Let $\kappa, \lambda$ be two infinite cardinals such that for all infinite $\mu, \mu^\kappa = \mu^\lambda$. Is it the case that $\kappa =\lambda$ ?
First of all, clearly if the generalized continuum hypothesis holds, then the answer is yes (just take $\mu = 2^\kappa$, if $\kappa \leq \lambda$).
If we don't assume GCH, then it is well-known that $\mu = 2^\kappa$ is not enough to answer.

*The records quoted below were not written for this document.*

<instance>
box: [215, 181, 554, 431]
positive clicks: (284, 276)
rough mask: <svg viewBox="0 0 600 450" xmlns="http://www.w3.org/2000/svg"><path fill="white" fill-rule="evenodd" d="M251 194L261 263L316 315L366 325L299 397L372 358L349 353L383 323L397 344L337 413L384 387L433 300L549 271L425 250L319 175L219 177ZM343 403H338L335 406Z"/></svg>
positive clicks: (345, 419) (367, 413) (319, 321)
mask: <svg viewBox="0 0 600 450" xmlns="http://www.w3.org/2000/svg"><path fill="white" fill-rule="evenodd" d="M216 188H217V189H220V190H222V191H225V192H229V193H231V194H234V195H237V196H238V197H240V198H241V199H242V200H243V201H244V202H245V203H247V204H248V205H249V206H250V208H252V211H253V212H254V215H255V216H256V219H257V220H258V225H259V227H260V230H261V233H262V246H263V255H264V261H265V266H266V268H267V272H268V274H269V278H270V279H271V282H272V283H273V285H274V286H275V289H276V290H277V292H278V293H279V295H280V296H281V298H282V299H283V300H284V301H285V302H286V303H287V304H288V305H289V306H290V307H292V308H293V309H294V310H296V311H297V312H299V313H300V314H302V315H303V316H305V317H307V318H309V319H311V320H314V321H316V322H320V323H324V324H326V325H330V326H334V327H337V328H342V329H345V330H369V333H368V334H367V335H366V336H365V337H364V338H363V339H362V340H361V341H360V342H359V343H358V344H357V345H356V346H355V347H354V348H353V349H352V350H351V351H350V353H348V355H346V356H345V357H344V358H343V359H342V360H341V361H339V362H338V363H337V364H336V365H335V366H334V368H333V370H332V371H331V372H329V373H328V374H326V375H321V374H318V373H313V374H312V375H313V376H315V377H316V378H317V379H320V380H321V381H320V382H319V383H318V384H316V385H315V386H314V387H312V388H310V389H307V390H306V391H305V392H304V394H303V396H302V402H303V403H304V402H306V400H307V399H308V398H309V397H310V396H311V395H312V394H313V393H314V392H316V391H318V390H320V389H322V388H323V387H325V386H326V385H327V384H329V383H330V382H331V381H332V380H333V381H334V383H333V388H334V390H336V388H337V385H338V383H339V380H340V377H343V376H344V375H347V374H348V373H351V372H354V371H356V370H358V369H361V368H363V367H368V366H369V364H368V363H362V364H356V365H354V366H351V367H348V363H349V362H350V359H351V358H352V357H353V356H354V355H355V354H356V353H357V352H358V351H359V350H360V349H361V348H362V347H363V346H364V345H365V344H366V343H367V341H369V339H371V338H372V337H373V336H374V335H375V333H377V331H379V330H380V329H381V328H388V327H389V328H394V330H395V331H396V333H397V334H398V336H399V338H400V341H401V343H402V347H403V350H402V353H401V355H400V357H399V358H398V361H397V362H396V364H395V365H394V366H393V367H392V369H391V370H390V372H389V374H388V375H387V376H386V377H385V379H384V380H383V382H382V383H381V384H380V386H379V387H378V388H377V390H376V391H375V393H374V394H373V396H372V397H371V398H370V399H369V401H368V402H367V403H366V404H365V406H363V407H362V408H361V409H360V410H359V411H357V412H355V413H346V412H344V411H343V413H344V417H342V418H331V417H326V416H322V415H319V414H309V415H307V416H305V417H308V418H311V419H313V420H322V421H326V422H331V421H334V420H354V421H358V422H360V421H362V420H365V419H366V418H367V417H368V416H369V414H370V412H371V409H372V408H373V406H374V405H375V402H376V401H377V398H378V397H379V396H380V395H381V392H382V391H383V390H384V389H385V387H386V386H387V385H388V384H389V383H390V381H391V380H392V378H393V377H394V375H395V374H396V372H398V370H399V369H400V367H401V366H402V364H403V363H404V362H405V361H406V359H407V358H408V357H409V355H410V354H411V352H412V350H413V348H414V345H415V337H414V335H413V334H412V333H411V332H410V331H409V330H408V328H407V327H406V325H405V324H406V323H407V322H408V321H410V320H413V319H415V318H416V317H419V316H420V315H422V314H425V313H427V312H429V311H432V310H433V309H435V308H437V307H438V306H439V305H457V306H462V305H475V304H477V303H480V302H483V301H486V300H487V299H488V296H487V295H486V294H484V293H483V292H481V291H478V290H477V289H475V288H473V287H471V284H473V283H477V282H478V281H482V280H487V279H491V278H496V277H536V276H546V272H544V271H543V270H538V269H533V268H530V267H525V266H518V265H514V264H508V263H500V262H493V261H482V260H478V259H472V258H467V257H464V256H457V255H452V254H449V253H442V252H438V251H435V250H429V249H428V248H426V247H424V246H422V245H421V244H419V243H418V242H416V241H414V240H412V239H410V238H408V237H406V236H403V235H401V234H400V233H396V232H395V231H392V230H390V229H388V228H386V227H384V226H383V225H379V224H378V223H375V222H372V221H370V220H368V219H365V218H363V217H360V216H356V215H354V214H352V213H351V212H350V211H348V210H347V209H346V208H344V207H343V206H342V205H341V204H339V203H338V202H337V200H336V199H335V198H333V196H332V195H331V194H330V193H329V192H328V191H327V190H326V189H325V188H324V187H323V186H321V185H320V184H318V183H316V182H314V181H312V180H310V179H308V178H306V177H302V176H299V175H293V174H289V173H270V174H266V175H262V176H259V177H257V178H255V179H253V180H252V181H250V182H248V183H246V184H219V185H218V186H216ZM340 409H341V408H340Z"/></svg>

I was thinking that maybe evaluating at some specifc cardinals such as $\kappa, 2^\kappa, \aleph_\kappa, \beth_\kappa$ could help, but so far nothing has given me an answer.
It is also possible of course that it's consistent that $\kappa \neq \lambda$, although that would be surprising to me (a bit, with rime you get used to this stuff I guess); if that's the case can we even choose any reasonable$\kappa, \lambda$ ? (e.g. is it consistent that $\kappa = \aleph_0, \lambda = \aleph_1$ ?)
Best Answer
Yes.
Suppose that $\kappa<\lambda$, take $\mu=\beth_{\kappa^+}$, then $$\beth_{\kappa^+}^\kappa = \beth_{\kappa^+} <\beth_{\kappa^+}^{\kappa^+} \leq \beth_{\kappa^+}^\lambda.$$